Szymon looked sceptical, but his hired men relaxed, and stared at our white flag. Some fools even sheathed their weapons.

 

“Prepare to be boarded!” came the shout. Our ships clashed together with a violent crash, and a great spray of water flew up from between them. Bearded figures with silk scarves around their faces, armed with scimitars, pikes, axes and cutlasses vaulted over the sides, their bodies casting demonic shadows on the water.

 

“Now raise the red flag!” I called, and Birnbaum hauled up the colours. There, under the old red and white, my men drew heart. They met the pirates with a good volley, then fixed their bayonets and moved in for the kill. They were poor stuff indeed, these pirates. Although we were outnumbered, it was by the barest of margins. We made short work of them all, for their stock in trade was killing innocent sailors, and women and children.
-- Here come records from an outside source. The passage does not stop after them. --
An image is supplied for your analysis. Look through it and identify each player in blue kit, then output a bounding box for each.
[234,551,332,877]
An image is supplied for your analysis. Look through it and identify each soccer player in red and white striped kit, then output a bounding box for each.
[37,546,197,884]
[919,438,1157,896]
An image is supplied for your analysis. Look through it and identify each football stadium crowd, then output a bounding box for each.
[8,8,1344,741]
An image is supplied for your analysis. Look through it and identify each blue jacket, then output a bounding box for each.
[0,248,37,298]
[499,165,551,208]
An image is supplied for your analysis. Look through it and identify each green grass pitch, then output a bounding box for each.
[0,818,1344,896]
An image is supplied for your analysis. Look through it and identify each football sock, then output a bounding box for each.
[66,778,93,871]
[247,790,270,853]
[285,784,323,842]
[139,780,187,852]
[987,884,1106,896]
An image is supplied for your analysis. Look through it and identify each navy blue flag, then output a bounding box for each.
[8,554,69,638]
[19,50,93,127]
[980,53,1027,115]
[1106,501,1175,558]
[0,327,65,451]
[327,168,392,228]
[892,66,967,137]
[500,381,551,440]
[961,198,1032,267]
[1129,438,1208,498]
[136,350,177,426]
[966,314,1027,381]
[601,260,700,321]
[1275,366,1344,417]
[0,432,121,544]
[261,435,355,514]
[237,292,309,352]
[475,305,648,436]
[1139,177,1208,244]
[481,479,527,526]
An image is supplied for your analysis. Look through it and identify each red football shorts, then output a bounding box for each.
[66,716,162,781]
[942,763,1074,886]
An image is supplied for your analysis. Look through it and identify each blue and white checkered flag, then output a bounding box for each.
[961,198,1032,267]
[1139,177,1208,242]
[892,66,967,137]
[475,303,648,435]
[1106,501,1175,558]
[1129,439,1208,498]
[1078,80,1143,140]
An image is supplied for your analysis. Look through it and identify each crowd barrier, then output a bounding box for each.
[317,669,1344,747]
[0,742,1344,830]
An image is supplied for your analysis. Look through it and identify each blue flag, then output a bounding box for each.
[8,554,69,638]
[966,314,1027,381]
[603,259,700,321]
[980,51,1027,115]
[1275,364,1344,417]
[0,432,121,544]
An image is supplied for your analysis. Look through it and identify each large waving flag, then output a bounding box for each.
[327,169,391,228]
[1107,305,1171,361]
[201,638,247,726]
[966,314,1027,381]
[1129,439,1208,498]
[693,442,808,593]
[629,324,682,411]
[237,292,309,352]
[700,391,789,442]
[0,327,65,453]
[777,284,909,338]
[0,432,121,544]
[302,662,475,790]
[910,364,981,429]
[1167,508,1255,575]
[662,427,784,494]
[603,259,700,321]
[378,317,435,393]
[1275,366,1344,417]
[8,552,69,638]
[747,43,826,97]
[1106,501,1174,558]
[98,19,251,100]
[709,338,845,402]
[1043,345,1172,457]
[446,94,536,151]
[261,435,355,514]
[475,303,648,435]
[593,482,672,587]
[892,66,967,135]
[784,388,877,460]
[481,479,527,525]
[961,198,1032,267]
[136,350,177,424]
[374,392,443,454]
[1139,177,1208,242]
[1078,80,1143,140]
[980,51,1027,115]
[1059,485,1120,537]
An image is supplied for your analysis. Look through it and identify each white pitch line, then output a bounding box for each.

They were rapists and murderers, not soldiers. Rarely have I killed so many men in my life at one time, nor took such pleasure in it. After mere moments, the deck awash with their blood, the pirates were on the run.

 

“Mercy!” said one of them, a young lad barely sixteen, falling to his knees, hands clasped in prayer.

 

“God will have mercy, for I will not,” I replied, cleaving his head from his shoulders. Barely had I done so, than I turned on the next man. Brushing aside his feeble guard, I knocked his sword from his grasp, and dispatched him with my bloody sabre. Only the Russian marines, of whom there were but half a dozen, put up much of a fight, killing two of my men before they were butchered and bayoneted to death. Birnbaum lead the charge. He ran amok, blasting a group of fleeing scum with his blunderbuss, then swinging his scimitar wildly. Heads and limbs rolled across the decks. Since he had run out of men to kill on our ship, grabbing a rope, he swung over to the pirate vessel.

 

The rope swung back across. I gazed for a moment down into the deep dark depths, running black with blood, churning with foam like gnashing teeth. For a moment my stomach heaved as the deck lurched beneath my feet. Then the rope was in my hand, and I was swinging through the void. Szymon, my quarry, was but yards away.

 

As you know, I am a heavy man. As I swung, a line snapped, or a spar broke, with a crack like a knout. My momentum carried me across the water, and I landed heavily on deck. My ankle cracked. The wound in my leg seemed to tear open. But I had made it, with sword in hand, and a great length of rope in the other. I fell to the deck in a heap as Szymon ran for the other deck, Birnbaum hard on his heels. A Russian stepped between Birnbaum and his cowardly quarry, but I drew my pistol and shot him down from where I sat on my arse. We heard a splash from the other side of the boat. Birnbaum cursed, leaned over the side, and drew his pistol.

 

All was quiet. It seemed as if everyone was dead except for our men, and Szymon. And indeed, they were. No quarter. We were true to our word. I limped over to the opposite side of the boat next to Birnbaum. Down below was a pathetic lifeboat, a coracle, a dinghy, with oars no longer than lances. We were a hundred miles from land. The dinghy was still tethered to the pirate ship by a rope, which Birnbaum was reeling in, like a fishing line. Szymon Korczak sat in it, desperately and pathetically pulling on the oars. I turned to Birnbaum.

 

“This is yours, comrade,” I said, taking off my ring.

 

“Nonsense. It was your mother’s,” Birnbaum replied, immediately returning it to me. A hundred ducats!

 

Sitting in the dinghy, soaked and terrified, was the traitor Szymon. He had drawn a knife, and was attempting to cut through the rope.

 

“Put up that knife, and fear thee not, Szymon.” I said. “He who swings cannot drown.”